El monovero Antonio Gil Gran «Tono» ha sido despedido a lo grande tras fallecer a los 92 años. Sus nietos han llevado a hombros su féretro para cumplir con su última voluntad y darle una vuelta al ruedo en la plaza de toros municipal de Monóvar, la «Joya del Vinalopó», de la que cuidó de forma desinteresada desde que tenía seis años hasta que superó los 85.

Del emblemático edificio fue conserje, torilero, corralero y, sobre todo, un hombre muy querido y respetado en el mundo taurino de su localidad natal y de la provincia de Alicante. Por eso a su funeral, oficiado al mediodía de ayer en el templo parroquial de San Juan, acudió un nutrido grupo de personalidades y aficionados al toreo. Momento en el que su yerno Evedasto, que es miembro del coro parroquial, se despidió de él, en nombre de toda la familia, dedicándole una canción llena de «gratitud, fe y esperanza».

En octubre de 2010 este diario entrevistó a «Tono». Estaba más contento que un niño después de recuperar las llaves del coso tras una convalecencia de varios meses, que le impidió cumplir con su quehacer diario de visitar la plaza de toros. «Ahora que ya tengo las llaves en la mano ya me puedo morir tranquilo», dijo entonces advirtiendo a este medio que quería que se cumpliera una última voluntad: «Cuando me llegue la hora me gustaría que me dieran una vuelta al ruedo».

Y así se ha hecho. El momento fue intenso, entrañable y emotivo. Mientras sus nietos y los maridos de sus nietas llevaban el ataúd a hombros, sus dos hijas lo acompañaron entre lágrimas, junto a sus esposos, con el público dedicándole a «Tono» la última ovación en la plaza de la que ha sido el «alma mater» durante 80 años.

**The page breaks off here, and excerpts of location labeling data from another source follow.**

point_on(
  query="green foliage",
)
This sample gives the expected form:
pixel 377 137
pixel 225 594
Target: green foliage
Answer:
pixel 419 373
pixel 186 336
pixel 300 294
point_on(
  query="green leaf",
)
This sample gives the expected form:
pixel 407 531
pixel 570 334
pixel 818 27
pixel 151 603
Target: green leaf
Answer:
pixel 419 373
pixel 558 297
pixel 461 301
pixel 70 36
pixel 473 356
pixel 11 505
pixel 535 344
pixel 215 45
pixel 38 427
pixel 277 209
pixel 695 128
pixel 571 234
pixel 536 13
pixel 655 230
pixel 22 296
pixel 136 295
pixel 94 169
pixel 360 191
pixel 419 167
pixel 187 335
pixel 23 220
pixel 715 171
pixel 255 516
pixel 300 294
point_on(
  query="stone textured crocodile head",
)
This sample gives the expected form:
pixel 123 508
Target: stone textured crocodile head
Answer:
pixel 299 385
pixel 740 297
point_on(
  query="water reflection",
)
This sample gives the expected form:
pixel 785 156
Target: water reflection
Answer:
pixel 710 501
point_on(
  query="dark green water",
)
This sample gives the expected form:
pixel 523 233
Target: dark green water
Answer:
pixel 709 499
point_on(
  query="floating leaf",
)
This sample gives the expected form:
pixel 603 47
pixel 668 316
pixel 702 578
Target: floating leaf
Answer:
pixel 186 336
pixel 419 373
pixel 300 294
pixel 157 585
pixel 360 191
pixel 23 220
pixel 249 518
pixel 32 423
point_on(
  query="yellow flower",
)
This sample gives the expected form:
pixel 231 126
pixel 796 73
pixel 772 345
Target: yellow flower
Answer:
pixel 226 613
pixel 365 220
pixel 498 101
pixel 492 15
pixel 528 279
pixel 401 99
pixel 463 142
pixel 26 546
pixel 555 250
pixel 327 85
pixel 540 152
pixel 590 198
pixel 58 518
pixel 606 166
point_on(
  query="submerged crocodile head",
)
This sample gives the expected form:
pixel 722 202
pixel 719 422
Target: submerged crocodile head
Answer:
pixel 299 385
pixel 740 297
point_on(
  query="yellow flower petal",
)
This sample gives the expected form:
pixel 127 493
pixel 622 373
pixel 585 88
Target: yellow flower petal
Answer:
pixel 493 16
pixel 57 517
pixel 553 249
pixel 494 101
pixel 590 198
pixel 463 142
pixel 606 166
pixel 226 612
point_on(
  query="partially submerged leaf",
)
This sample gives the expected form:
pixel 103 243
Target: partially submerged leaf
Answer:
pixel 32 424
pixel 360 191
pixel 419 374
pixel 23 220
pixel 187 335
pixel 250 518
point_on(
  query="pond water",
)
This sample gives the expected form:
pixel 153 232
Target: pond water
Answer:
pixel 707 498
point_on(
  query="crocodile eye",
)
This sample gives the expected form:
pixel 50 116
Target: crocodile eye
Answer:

La puerta de cuadrillas se abrió ayer para el torilero de Monóvar y aunque en vida no pudo cumplir su sueño de ser torero, al menos a título póstumo ha hecho realidad su deseo de dar una vuelta al ruedo como hacen los grandes maestros tras una buena faena. Hasta que la edad se lo impidió visitaba el coso todas las mañanas. Regaba las plantas, arreglaba la arena, tapaba las goteras, reparaba los desperfectos, pintaba la barrera y acompañaba a los visitantes. No cobraba nada. Lo hacía todo por pura vocación y por eso ha dejado su nombre grabado en la arena.